Since then, two companies have stepped up to make this happen. Hyperloop Technologies, led by former Cisco exec Rob Lloyd and SpaceX engineer Brogan BamBrogan (yup, his legal name) want to have at least three operating Hyperloops by 2020. Hyperloop Transportation Technologies, a group of engineers from various companies who donate their spare time in exchange for stock options, says it's about to build a full-scale test track in central California.

Though Musk isn't, so far as anyone knows, deploying any significant resources to Hyperloop, SpaceX announced in June that it would sponsor the student competition because "we are interested in helping to accelerate development of a functional Hyperloop prototype." What's not entirely clear is how these designs could move from concepts---even if they are working concepts---to commercial application. "The knowledge gained here will continue to be open-sourced," SpaceX says, so companies pursuing the technology could crib from the ideas at some point.

Whatever the longterm play, that uncertainty didn't deter those interested. The MIT team of 25 graduate students, formed soon after the competition was announced. It started as two efforts, one focused on aerodynamics, the other on the mechanical engineering, until everyone realized they'd be better off working together. The guiding principle, says team leader Philippe Kirschen, was to create a safe, feasible, and scaleable design.

Over the past six months, each team member spent about 20 hours a week on the project, saved from being fully crushed by work by an advisor who arranged for them to receive class credit.

The result is a 550-pound pod made of aluminum, carbon fiber, and polycarbonate. It uses two arrays of 20 neodymium magnets to levitate over the track (rather than air bearings, a common approach that works a bit like an air hockey table), then switches to wheels for the low speeds required to enter and exit a station. The hydraulic braking system clamps onto the track to decelerate the pod at up to 2.5 G's, per SpaceX's requirements.

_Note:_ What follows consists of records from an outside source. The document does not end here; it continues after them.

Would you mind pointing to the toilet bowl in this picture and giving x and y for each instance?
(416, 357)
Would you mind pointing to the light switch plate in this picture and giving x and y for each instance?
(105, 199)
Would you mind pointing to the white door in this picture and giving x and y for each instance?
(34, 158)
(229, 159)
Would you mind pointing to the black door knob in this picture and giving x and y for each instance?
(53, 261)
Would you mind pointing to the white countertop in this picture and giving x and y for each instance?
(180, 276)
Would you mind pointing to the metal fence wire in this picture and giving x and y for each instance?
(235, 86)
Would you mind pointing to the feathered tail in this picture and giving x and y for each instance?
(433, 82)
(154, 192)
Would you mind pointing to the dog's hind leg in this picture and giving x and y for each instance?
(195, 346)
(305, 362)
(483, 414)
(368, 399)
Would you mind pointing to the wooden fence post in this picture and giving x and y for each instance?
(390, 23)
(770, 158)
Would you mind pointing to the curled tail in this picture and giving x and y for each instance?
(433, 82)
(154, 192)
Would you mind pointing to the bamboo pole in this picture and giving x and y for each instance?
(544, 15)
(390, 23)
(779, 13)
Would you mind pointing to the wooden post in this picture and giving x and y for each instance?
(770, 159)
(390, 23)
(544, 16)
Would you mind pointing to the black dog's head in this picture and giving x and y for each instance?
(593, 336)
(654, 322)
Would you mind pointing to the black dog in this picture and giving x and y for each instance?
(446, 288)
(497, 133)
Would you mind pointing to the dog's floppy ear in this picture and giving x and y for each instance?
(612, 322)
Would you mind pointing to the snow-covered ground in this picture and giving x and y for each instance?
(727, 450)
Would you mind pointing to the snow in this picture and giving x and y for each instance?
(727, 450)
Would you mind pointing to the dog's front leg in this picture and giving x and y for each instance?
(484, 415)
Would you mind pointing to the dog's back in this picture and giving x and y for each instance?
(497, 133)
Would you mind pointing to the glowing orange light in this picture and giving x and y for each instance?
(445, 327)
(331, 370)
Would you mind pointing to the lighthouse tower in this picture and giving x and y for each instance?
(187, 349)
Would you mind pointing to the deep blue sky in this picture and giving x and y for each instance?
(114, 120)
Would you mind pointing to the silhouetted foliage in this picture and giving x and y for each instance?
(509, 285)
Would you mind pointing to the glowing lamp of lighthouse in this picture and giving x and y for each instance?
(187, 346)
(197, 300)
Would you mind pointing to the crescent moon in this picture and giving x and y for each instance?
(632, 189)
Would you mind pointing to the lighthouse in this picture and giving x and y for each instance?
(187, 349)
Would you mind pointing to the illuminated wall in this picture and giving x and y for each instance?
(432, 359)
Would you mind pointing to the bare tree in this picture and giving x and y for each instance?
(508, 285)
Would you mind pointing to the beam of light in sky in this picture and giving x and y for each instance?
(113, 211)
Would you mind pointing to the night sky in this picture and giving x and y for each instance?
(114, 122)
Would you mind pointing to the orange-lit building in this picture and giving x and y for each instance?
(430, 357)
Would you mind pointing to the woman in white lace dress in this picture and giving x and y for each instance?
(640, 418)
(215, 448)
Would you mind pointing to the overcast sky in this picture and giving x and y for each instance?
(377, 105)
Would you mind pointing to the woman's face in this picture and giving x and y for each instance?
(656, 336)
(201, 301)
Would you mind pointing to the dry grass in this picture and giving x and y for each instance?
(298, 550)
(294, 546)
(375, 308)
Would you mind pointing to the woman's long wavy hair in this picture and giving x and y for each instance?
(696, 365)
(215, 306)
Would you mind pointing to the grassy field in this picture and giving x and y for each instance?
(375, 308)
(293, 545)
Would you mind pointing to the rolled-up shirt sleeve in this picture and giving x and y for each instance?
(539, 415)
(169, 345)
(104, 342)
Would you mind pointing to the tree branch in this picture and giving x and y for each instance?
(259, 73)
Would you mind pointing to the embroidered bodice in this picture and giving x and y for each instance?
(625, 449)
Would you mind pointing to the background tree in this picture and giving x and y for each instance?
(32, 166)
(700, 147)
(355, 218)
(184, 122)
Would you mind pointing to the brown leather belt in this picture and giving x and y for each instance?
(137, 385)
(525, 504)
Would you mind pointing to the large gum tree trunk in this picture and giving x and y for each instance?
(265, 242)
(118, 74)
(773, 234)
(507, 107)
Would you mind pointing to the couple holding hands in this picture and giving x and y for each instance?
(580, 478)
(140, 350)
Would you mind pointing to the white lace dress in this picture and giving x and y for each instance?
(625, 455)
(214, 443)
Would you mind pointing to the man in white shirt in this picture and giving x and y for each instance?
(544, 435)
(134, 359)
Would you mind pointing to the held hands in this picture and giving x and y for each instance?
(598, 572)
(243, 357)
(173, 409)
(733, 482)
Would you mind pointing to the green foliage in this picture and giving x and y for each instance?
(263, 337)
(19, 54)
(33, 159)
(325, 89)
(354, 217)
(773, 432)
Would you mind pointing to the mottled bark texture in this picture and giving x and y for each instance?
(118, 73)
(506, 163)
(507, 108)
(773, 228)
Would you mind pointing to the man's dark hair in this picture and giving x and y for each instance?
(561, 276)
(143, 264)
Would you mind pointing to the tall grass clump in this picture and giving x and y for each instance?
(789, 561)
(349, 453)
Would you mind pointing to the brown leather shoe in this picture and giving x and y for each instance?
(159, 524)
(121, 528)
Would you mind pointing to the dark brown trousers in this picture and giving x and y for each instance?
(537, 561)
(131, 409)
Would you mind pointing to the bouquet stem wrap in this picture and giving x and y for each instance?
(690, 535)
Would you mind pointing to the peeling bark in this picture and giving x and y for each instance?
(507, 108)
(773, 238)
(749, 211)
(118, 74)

As for it being utterly incapable of carrying anything, well, that's a move to beat the clock. The students have until June to build a track-ready pod. "To build a pod in one semester, you have to keep things as simple as possible, wherever possible," Kirschen says. "We're gonna make a pod that is gonna go really fast, that is gonna levitate, that can have good attitude control, and that can brake well." Once they nail that, they'll start thinking about about scaling it up to actually carry stuff.